The flow-limiting nozzle is arranged connected to the pipe element in the fluid passage out to the space. Such nozzles are replaceable by means of a tool which is guided down into the well by means of a cable or the like. As fluid water is normally used.
The present invention has to do with the extraction of hydrocarbons (oil/gas) from hydrocarbon-conveying zones in a formation where it is desirable to increase the production by injecting fluid/water into the dissimilar zones via a single well. The reason that special measures are necessary during such injection of fluid into the formation zones, is that such zones have different pressures. The pressure in the zones, and thereby also the resistance to the inflow of fluid to the zones, will consequently vary. The fluid/water will therefore be able to be pumped more easily into the zone which has the lowest pressure, that is to say the higher injectivity, and one risks that little water, if any, reaches forward to the zone with the higher pressure, that is to say the lower injectivity.
This problem is solved by establishing a limitation of the flow of fluid into the zone with the higher injectivity (that is to say an increased pressure drop), in a manner such as is mentioned by way of introduction. The afore-mentioned pipe element has a given length and the nozzle is installed in a side wall pocket which is formed in the pipe element. Normally the space comprises an annular space which is defined by the pipe, the lining and the sealing elements.
In the side wall pocket the nozzle can be mounted and dismounted by means of a tool which is operated from the surface via a cable. The tool which is employed is called a switch over tool. By means of this arrangement a larger proportion of the quantity of fluid flows into the reservoir where the pressure is higher. If the pressure conditions between the formations change, it can be necessary to replace the nozzle with another nozzle which gives a new and more correct pressure drop into the zone which maintains the lowest pressure.
When the well exhibits large deviations from the vertical, it has been found however to be extremely problematic and time-consuming to lift and throw the cable switch over tool with the nozzle into the side wall pocket.

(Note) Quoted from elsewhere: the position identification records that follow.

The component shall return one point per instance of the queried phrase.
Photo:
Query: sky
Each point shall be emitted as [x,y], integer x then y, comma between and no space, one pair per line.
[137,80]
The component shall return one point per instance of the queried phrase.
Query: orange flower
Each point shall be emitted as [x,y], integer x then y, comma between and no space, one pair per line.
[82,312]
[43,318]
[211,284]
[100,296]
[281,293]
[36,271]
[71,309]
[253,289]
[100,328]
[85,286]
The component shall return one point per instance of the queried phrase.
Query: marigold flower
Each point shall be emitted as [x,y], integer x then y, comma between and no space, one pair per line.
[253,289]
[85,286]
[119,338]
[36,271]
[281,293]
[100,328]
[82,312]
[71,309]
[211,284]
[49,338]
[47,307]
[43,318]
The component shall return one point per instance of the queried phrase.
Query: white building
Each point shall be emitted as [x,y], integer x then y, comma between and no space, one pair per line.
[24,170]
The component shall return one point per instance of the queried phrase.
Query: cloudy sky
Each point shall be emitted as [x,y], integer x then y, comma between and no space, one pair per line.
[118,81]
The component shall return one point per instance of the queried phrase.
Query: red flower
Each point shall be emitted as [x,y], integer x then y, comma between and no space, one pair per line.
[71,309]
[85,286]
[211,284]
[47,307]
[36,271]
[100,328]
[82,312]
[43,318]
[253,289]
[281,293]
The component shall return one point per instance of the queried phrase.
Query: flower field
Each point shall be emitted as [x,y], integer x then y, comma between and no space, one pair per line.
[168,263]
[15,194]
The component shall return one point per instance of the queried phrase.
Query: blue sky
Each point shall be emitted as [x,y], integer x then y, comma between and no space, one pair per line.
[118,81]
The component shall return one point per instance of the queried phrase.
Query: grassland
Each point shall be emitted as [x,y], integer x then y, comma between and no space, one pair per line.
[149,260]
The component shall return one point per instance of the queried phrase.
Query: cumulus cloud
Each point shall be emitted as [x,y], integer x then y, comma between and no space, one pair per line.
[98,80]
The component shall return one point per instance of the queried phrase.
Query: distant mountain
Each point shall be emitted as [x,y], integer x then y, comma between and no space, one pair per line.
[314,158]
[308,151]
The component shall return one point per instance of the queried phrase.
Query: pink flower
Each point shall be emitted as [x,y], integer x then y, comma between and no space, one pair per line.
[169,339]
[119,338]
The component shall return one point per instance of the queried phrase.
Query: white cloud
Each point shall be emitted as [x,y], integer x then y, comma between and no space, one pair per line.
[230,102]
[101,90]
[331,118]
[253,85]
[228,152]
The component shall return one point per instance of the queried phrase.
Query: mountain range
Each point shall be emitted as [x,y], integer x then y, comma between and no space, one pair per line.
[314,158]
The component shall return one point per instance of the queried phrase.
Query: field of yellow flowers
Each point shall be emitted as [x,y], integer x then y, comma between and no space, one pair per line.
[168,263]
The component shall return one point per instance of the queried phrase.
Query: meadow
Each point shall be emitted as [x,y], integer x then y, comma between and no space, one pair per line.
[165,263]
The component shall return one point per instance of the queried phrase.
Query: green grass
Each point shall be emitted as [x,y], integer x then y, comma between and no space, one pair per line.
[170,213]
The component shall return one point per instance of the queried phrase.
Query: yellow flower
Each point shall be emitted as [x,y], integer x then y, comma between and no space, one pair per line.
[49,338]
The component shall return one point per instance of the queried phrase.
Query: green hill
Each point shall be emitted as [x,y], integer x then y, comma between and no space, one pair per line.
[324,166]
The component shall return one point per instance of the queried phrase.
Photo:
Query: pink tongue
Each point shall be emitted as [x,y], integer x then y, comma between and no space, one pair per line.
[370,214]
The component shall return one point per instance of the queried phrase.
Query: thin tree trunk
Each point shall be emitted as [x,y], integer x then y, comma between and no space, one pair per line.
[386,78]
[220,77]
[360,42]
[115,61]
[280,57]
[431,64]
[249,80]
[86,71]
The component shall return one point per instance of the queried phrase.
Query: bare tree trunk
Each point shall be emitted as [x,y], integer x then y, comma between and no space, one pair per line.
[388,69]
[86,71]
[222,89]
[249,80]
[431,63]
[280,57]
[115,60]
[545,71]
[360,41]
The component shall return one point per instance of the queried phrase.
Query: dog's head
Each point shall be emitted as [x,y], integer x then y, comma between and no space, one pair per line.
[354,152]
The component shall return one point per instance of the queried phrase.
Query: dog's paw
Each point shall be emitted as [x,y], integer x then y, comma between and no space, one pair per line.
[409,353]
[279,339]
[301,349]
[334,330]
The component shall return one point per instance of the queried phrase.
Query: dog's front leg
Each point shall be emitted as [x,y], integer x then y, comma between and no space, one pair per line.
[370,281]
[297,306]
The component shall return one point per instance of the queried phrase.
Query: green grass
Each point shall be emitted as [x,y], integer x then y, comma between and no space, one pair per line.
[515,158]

With this background it is an object of the present invention to produce a novel apparatus for injecting fluid into a number of zones of dissimilar injectivity, and where the afore-mentioned drawbacks with positioning the cable-operating tool, are totally eliminated.
The apparatus according to the present invention is characterised in that the pipe element comprises an outer pipe section and arranged internally in relation to the latter an inner pipe section the lower portion of which comprises means for closing off the fluid passage, that a space between the inner and the outer pipe section forms a passage for conveying fluid to the formation zone having the lower injectivity, that the nozzle is arranged in the inner pipe section, and that downstream of the nozzle the inner pipe section is designed with means which form a fluid connection between the inner pipe section and the annular space.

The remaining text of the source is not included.